During the final exam period, you may optionally demo your game in front of the class (without a separate demo to staff). If you do, you will enter a competition for a $20 Amazon gift card. You will win if your fellow students vote your game the best. Students in teams will be in a separate competition from individuals (if there are enough teams).
Part 2: Display battlefield, enemy tank, radar and crosshair
Create and render the player's crosshair, its radar, one enemy tank, and the battlefield (mountains, obstacles). Models should be 3D, and the tank view's projection must be perspective. The radar is simply a small viewport overlaid on the tank view's viewport, using an orthographic plan view of the battlefield and the tanks. Fancy modeling is not necessary; cubes, spheres etc. are enough. Nothing needs to move.
Part 3: Animate your tank's view
The tank can turn left or right across the screen when the player presses the left and right arrow keys, and move forward and backward when the player presses the up and down keys. All motion (and indeed all actual gameplay) is 2D on the ground plane. The player's tank cannot move through obstacles, nor through enemy tanks.
The enemy tanks move randomly, though they are more likely to move toward the player. They cannot move through obstacles or other tanks, including the player's tanks.
When the player presses the space bar, their tank shoots one shot straight ahead. The player cannot shoot again until that shot either flies off the battlefield, or hits an obstacle or an enemy tank. The shot follows a straight line at a fixed velocity, so the player must shoot ahead of moving tanks to hit them. Every several seconds, each enemy tank will turn and shoot toward the player's tank completely accurately, requiring the player to move their tank to avoid being shot. One successful shot destroys a tank, whether the player's or the enemy's. When the enemy tank is destroyed, a new one spawns at a random location at the edge of the battlefield, out of the player's current view. When the player's tank is destroyed, it spawns in the location where it was destroyed, but cannot be shot for a few seconds after spawning.
In Parts 1-5, you strove to make your game work "right". Now you should use the techniques you have learned to make the game "different". To earn full credit, all that you must achieve is to make your game substantially different, visually or behaviorally, from both the standard game and from your fellow students' games. Your "different" game version should appear after you press the exclamation mark (!).

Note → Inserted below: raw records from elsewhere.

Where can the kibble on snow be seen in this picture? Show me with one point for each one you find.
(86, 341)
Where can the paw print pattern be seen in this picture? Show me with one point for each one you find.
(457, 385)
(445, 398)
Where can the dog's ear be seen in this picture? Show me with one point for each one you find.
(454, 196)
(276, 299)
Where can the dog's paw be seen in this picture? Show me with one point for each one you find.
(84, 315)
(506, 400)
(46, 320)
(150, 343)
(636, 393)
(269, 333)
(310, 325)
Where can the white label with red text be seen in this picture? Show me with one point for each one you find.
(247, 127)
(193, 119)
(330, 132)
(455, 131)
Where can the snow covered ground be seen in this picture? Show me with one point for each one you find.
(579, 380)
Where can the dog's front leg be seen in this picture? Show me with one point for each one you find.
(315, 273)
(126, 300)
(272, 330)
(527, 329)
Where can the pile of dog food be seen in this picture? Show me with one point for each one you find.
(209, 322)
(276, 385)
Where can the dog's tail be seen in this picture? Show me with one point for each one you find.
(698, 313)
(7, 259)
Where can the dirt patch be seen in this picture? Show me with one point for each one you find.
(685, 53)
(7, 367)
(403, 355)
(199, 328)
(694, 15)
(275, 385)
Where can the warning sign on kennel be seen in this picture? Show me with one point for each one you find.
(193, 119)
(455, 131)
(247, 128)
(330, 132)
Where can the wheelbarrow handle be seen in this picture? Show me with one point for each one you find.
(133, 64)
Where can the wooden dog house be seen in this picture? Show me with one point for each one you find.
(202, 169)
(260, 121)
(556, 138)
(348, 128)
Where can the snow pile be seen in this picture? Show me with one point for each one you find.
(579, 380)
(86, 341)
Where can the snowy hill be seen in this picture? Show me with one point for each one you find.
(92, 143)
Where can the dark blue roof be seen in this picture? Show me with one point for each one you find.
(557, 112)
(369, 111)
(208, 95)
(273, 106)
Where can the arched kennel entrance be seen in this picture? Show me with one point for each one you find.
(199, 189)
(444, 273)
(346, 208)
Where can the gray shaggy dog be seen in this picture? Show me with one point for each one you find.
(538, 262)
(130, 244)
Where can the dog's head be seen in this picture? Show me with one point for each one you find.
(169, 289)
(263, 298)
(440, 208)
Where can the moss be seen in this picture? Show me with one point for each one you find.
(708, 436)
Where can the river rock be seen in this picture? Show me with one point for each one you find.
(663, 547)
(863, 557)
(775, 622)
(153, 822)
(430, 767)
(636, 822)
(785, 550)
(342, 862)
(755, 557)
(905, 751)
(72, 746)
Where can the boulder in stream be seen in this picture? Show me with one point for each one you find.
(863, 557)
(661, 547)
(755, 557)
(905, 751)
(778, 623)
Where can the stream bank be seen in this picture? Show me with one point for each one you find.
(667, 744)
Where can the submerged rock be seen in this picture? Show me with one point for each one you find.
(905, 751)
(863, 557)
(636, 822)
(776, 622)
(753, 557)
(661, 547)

Extra credit opportunities include the following, with values in format (461, 561)%. Other extra credits are possible, but must be approved by teaching staff in advance to ensure credit:
- (1, ⅓)% — track and display score. You can choose any scoring scale you want.
- (1, ⅓)% — add a "third-person" view, with the camera attached to the back of the player's tank.
- (1, ⅓)% — add animated effects, which appear when a tank (both player's & enemy's) is destroyed.
- (2, ½)% — beep for radar periodically, and on shots and hits play a sound effect.
- (2, ½)% — add at least one more level, which increases difficulty. In Battlezone, this means faster motion, more likely to move to the player's tank.
- (2, ½)% — add guided missiles and UFOs, behaving as described on the wiki.
- (2, ½)% — add two power ups, e.g. transparent objects, temporary freeze, or brief invulnerability.
- (2, ½)% — support a second player, either with different keys or the mouse.
- (4, 1)% — add better/different physics, e.g. ballistic shots with gravity, or tank movement with acceleration/deceleration.
- (20, 5)% — 3D gameplay: a field of play with different elevations, rotating turrets, and cannons that can be rotated with up/down and left/right.